Pancreatic cancer has always carried a kind of weight that no one really wants to put into words. It’s one of those diagnoses that usually comes in late, moves fast, and leaves very little room for options. Unlike some other cancers where early detection can completely change the outcome, this one often stays quiet until it has already spread. That’s part of the reason it has stayed so deadly for so long, and why even small improvements in treatment tend to feel like major news in the oncology world.

Pancreatic cancer is also a relatively rare cancer compared to others, however the impact is anything but small. In the United States alone, over 60,000 people are diagnosed every year, and globally it continues to rank among the top causes of cancer-related deaths. The survival numbers have historically been harsh; only a small percentage of patients make it past a few years, especially in advanced stages. A big part of the challenge is that symptoms like weight loss, jaundice, abdominal pain or fatigue don’t appear early enough to catch it in time. By the time it’s diagnosed, doctors are usually dealing with an advanced or metastatic disease, which limits how far standard treatment can go.
That’s exactly why the new experimental drug daraxonrasib is getting so much attention
Daraxsonrasib is an oral pill being tested in large international phase 3 trials involving around 500 patients who had already undergone earlier treatment. Instead of using traditional chemotherapy alone, this drug targets one of the main genetic drivers behind pancreatic cancer, mutations in the KRAS gene, which are present in more than 90% of cases and basically act like a stuck “on switch” that keeps cancer cells growing.

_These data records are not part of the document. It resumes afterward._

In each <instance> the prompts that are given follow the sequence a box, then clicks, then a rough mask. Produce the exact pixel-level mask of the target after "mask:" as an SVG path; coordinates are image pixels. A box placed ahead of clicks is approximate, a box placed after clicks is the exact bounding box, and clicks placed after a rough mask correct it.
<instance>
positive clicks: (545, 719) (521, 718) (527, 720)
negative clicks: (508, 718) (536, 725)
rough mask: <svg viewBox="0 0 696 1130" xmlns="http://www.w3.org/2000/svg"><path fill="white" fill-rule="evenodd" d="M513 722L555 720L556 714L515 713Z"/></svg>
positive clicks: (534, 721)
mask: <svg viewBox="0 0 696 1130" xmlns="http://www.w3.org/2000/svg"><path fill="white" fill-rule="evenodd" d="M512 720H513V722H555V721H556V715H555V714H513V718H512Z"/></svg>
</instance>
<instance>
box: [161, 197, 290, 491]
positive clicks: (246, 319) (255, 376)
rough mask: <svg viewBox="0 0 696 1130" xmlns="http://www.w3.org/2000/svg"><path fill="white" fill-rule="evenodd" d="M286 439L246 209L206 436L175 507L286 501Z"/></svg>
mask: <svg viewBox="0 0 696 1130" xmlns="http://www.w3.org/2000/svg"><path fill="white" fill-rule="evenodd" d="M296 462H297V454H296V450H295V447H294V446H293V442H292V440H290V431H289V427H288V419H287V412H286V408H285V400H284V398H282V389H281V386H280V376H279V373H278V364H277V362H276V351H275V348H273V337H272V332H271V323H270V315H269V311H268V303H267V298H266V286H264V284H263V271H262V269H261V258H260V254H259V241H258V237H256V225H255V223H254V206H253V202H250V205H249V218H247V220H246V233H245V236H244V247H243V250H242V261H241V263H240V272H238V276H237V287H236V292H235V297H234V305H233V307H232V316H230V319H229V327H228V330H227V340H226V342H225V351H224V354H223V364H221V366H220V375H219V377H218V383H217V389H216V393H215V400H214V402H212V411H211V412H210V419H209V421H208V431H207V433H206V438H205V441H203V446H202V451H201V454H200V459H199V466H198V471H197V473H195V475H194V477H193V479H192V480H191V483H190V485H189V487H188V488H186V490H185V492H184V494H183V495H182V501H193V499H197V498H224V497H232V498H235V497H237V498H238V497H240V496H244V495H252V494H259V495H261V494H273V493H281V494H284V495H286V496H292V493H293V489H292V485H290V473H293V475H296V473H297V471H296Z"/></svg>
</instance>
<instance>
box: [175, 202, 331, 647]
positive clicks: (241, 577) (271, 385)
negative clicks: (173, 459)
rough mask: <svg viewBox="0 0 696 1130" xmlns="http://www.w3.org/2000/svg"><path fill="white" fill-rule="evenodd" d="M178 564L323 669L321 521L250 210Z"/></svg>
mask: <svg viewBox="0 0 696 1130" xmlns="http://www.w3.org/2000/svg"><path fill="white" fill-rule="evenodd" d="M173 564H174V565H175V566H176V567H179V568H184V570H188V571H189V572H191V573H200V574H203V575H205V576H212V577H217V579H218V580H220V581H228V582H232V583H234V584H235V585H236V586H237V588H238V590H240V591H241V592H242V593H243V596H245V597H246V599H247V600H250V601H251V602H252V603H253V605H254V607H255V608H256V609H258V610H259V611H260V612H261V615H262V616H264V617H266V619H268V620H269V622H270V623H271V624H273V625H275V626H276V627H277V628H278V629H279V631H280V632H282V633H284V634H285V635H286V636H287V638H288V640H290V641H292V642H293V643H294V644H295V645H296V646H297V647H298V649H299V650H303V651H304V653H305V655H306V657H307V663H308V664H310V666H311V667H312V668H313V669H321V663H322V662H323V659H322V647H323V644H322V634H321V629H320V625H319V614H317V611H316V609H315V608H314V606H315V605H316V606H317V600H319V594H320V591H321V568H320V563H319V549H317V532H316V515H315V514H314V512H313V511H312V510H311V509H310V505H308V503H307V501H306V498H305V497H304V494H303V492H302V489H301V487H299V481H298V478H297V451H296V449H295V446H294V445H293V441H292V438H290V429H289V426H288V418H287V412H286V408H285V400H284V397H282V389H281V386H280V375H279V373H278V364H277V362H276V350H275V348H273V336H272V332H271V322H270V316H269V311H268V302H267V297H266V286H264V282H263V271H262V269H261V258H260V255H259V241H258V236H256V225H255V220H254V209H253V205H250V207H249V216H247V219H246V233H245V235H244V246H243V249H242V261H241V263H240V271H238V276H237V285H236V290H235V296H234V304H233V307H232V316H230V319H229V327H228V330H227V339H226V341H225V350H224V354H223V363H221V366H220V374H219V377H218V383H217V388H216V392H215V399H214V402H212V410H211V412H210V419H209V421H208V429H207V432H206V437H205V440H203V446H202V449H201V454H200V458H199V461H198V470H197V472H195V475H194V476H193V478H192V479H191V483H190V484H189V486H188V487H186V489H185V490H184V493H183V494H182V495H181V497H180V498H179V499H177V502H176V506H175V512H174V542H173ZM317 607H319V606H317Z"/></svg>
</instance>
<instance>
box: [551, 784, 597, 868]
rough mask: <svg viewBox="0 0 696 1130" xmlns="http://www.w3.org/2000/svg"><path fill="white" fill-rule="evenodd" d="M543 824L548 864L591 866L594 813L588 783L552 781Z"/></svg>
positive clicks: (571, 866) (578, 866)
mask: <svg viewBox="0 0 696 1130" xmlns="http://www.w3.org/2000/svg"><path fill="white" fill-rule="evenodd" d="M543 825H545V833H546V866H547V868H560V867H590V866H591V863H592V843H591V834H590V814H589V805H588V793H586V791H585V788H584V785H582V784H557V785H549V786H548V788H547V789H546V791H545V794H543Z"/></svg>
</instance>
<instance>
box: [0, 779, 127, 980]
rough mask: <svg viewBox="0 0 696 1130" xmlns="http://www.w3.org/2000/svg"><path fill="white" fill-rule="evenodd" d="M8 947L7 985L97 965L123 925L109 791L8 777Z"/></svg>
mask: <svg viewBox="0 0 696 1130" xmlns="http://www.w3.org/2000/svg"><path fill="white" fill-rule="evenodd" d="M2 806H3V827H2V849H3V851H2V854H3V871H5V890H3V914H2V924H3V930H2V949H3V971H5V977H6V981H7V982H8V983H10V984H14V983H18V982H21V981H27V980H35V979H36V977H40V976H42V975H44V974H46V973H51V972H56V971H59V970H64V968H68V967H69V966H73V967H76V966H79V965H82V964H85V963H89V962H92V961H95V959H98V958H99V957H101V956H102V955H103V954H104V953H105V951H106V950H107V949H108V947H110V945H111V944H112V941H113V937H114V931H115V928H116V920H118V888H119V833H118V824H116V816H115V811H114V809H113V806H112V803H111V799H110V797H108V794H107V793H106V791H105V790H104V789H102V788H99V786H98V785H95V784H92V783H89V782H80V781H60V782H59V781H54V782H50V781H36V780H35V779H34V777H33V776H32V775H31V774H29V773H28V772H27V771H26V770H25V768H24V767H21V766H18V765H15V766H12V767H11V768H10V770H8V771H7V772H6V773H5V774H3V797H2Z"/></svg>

For years, KRAS was considered almost impossible to target directly, which is why pancreatic cancer treatment didn’t change much for decades. Daraxonrasib changes that approach. Rather than attacking the gene in a traditional way, it works inside the cell to shut down the abnormal signalling pathway that KRAS triggers, essentially cutting off the message that tells cancer cells to keep multiplying.
The results from the trial have been hard to ignore. Here’s why
- Patients taking the drug lived a median of about 13.2 months compared to roughly 6.6 months with chemotherapy, which is nearly double the survival time in a disease where even a few extra months matter.
- The therapy also reduced the risk of death by around 60%, and delayed disease progression compared to standard treatment.
- Patients also tended to stay on treatment longer and reported better quality of life overall, even though side effects like skin rash, nausea, and digestive issues were still common.
What makes these findings even more significant is not just the numbers, but what it represents. The study, known as the RASolute 302 trial, is one of the first large-scale demonstrations that targeting KRAS-driven pancreatic cancer can actually work in a meaningful clinical way. It has already been published in a major medical journal and is now under regulatory review, with fast-track consideration likely because of how strong the results are.
If approved, daraxonrasib could become one of the first true targeted therapies for advanced pancreatic cancer, especially for patients whose tumours carry KRAS mutations. It doesn’t mean the disease is suddenly easy to treat, but it does shift the tone a little—from something that has felt almost unchangeable for years to something where real progress is finally starting to show up.